CHAPTER 4

I MADE THE solo trip from Manhattan to Picatinny Arsenal in Wharton, New Jersey, in record time.

I may have had one of the older Chevy Impalas in the NYPD fleet, but I’d developed a deep attachment to the vehicle.

An electronic keychain that rotated photos of my kids hung from a little hook on my dashboard.

A titanium Saint Christopher medal my first wife gave me on our first anniversary had never left my rearview mirror.

Little things from home were stashed all over the car to make me feel better on those days that dragged into nights.

Every cop I knew with a take-home car did essentially the same thing.

I’d sent Trilling home from the crime scene at the Office of Technology.

I couldn’t help but admire my young partner’s protective instinct.

Trilling was a quiet guy but had an impressive background: Though barely in his mid-twenties, before joining the NYPD, he’d been an Army Ranger and received a Bronze Star for protecting a medical unit under ambush in Afghanistan.

And at least he was no longer trying to hide the fact that he was currently hosting five Pakistani human-trafficking victims in his little apartment.

I still wasn’t sure how he was managing it, and I smiled, recalling how he’d worried he might be in trouble with the NYPD for taking in helpless victims instead of making them go to an immigration holding facility.

He had done it the right way, through the court system, after we’d encountered the women on a case.

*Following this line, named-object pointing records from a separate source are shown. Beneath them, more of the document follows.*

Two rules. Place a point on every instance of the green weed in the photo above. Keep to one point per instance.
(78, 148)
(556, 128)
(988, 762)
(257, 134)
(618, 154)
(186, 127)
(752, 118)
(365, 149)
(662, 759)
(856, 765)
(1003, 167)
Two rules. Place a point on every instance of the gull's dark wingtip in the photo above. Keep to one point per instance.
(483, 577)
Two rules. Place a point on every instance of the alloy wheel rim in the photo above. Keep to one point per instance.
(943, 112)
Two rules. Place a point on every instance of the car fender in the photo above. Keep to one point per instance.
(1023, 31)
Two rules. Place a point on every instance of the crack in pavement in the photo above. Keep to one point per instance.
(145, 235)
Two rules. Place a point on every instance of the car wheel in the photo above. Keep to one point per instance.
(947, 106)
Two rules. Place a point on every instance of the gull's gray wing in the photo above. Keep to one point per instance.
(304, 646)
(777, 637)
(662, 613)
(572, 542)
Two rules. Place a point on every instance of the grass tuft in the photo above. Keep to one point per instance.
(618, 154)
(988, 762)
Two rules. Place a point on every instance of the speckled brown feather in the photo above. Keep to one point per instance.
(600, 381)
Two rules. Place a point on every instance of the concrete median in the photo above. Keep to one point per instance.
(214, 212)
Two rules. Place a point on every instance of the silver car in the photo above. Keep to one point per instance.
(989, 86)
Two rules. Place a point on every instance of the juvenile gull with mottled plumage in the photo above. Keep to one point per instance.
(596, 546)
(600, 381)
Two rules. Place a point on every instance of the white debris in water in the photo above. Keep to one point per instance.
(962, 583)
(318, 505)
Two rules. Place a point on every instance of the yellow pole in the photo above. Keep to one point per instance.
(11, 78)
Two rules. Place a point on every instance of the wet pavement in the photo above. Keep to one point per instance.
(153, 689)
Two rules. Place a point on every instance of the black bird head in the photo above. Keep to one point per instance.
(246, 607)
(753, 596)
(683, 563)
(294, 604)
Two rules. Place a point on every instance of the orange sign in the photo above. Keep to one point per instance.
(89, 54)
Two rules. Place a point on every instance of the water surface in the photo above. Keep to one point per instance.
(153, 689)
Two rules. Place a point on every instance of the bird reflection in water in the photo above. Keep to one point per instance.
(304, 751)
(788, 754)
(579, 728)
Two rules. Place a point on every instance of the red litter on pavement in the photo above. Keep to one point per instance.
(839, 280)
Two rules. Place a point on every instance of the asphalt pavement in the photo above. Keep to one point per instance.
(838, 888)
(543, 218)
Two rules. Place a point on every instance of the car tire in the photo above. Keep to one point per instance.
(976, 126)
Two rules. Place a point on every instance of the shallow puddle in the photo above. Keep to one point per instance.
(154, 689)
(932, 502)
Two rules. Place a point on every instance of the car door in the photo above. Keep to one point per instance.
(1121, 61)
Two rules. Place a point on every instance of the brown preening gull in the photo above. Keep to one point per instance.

Now that we knew, my family and I could help him a little bit.

My grandfather, Seamus, had been able to help him with some community services he had access to as a priest at Holy Name Church.

Walter said, “I’ve nabbed all the info I can get from my contacts familiar with the incident.

Apparently there’s some sort of argument between the ATF and FBI about who has jurisdiction.

I’ll leave that mess up to you when you meet them.

But I’m hearing this break-in might be related to an attempted bombing of a bank in Newark several months back. ”

“In New Jersey? I think I vaguely remember reading something about it in the Daily News.”

“It happened the same day some idiot tried to crash his car into the crossing at Niagara Falls. Anyway, it was a crudely made bomb and it didn’t actually go off, so I’m not surprised that no one paid much attention to a story about a dud left in a regional bank.”

Walter didn’t have much more I could use but said he’d keep checking.

The arsenal already had local patrol cars, ATF bomb-disposal vehicles, and half a dozen unmarked police cars. Outside the gate there were two news crews broadcasting live at the scene. This is going to be a challenge. My stomach sank at the thought of entering a crazy crime scene like this.

I badged the uniformed officer standing at the front door of an administration building. He filled my name in on the entry list but didn’t give me any guidance as to where to go.

I followed a line of people traveling up and down the hallway. It wasn’t a giant building, and I soon found myself stepping outside and crossing a rear parking lot toward a low structure with no windows. Obviously a storage area.

Before I could make it to the building, a woman wearing jeans and an ATF raid jacket over a Yankees sweatshirt stepped outside. I put her age somewhere between thirty and forty. She looked up at me and began marching in my direction.